Coordinado por Raquel Crisóstomo y Enric Ros. Errata Naturae. Madrid, 2015. 304 páginas. 19,90 €
Por Francisco Estévez
Ante la caída generalizada de los índices de audiencia del medio en general, las series de televisión viven una época de esplendor sin desmayo. En clave apocalíptica algunos tienden a asimilar las series televisivas a esos terribles folletines del siglo XIX que con ínfulas de suplantar a la Literatura, ofrecían a cambio narraciones melodramáticas, llenas de efectismo a un público ávido de historias. Otros analistas, estos con ansia de asimilación, sitúan las teleseries a un nivel cinematográfico. Uno se pregunta ¿a qué cine?, ¿postcine, tal vez? Si es que aún podemos seguir hablando de tal arte en un mundo donde la teorización sobre su muerte viene de largo. Recuérdese aquel libro pionero en 1967 de Roger Bousinot, El cine ha muerto. Viva el cine. Ni apocalíptico ni integrado, el fenómeno de las series televisivas es digno de aprecio en sí mismo, como hecho social, como género artístico.
Una sofisticación inesperada, un sustancial cambio en la manera de definirse, un acercamiento a nuevas y modernas sensibilidades -más precarias e individuales que nunca pero con las mismas añoranzas y deseos de siempre- define a las nuevas series televisivas. Sin duda alguna, Mad Men se erige como una de las que han propiciado y canalizado este cambio en la recepción de los seriales. La capacidad de empatía con su protagonista, Don Draper, permite interpretar ese fatal descalabro en la cabecera de la serie donde contemplamos la disolución del famoso publicista en ángel caído que se cuela por entre enormes copas de alcohol y eternas faldas de mujer. ¡Qué tan relacionada con el destronamiento y resaca del homus contemporaneus!

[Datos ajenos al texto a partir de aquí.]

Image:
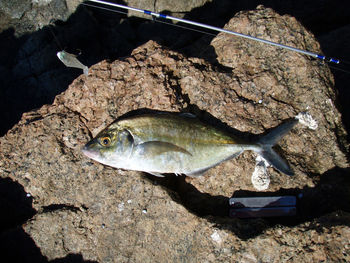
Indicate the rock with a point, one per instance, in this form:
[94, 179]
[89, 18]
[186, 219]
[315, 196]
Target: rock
[176, 7]
[15, 8]
[108, 214]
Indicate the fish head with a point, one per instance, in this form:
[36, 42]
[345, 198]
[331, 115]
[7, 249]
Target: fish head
[111, 146]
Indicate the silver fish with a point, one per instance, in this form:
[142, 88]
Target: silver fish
[70, 60]
[180, 144]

El presente libro coordinado por Raquel Crisóstomo y Enric Ros recopila una serie de acercamientos a la serie Mad Men donde convive el ensayo puro con la sociología, el comparatismo con la teoría de los géneros. El conjunto arranca con una entrevista a Matthew Weiner, creador de Mad Men, con previsibles preguntas, pero no por ello aburridas respuestas. Quien fuera también guionista de Los Soprano tiene, no por casualidad, La tierra baldía de Eliot como ideal poético y concibe la digresión como núcleo fundante de la historia. De relumbrón encabeza el libro un relato en clave biográfica de Enrique Vila-Matas. El escritor enfatiza la voluntad fragmentaria y la querencia por los relatos cortos, independientes pero complementarios en una estructura más amplia de la serie americana. Propone además una curiosa teoría sobre el cuento en el siglo XX, apoyado en la Tesis sobre el cuento de Ricardo Piglia. Y tomando como base esa buena novela que es Lo mejor de la vida, de Rona Jaffe, destaca la profunda esencia narrativa de la serie. Otros ensayos a destacar son el estudio histórico y mítico de Óscar González o el comparatismo entre Master of sex y Mad Men expuesto por Jorge Carrión. El catalán evidencia con acierto los lazos y confluencias con otras series que recrean aquellos años cincuenta y sesenta estadounidense, como Magic City.
La sensibilidad no se agota en la elegante fotografía, el vestuario simpar y unos muebles de exquisito diseño en Mad Men. Muy por el contrario, un poso literario y reflexivo empapa esa recreación estilizada de los años sesenta. Conviene recordar que el capítulo piloto de Mad Men queda vertebrado por aquella famosa idea por todos conocida: la felicidad no reside en el éxito. El mundo de la publicidad y las transformaciones que viven en los primeros años de los sesenta son epítome de una sociedad cuyo paroxismo alcanza techo en la actualidad. Nuestras zozobra posmoderna es pariente de aquellas dudas sesenteras. De hecho, a veces resulta difícil saber si Mad Men habla más de aquella época de los años sesenta o de la actual.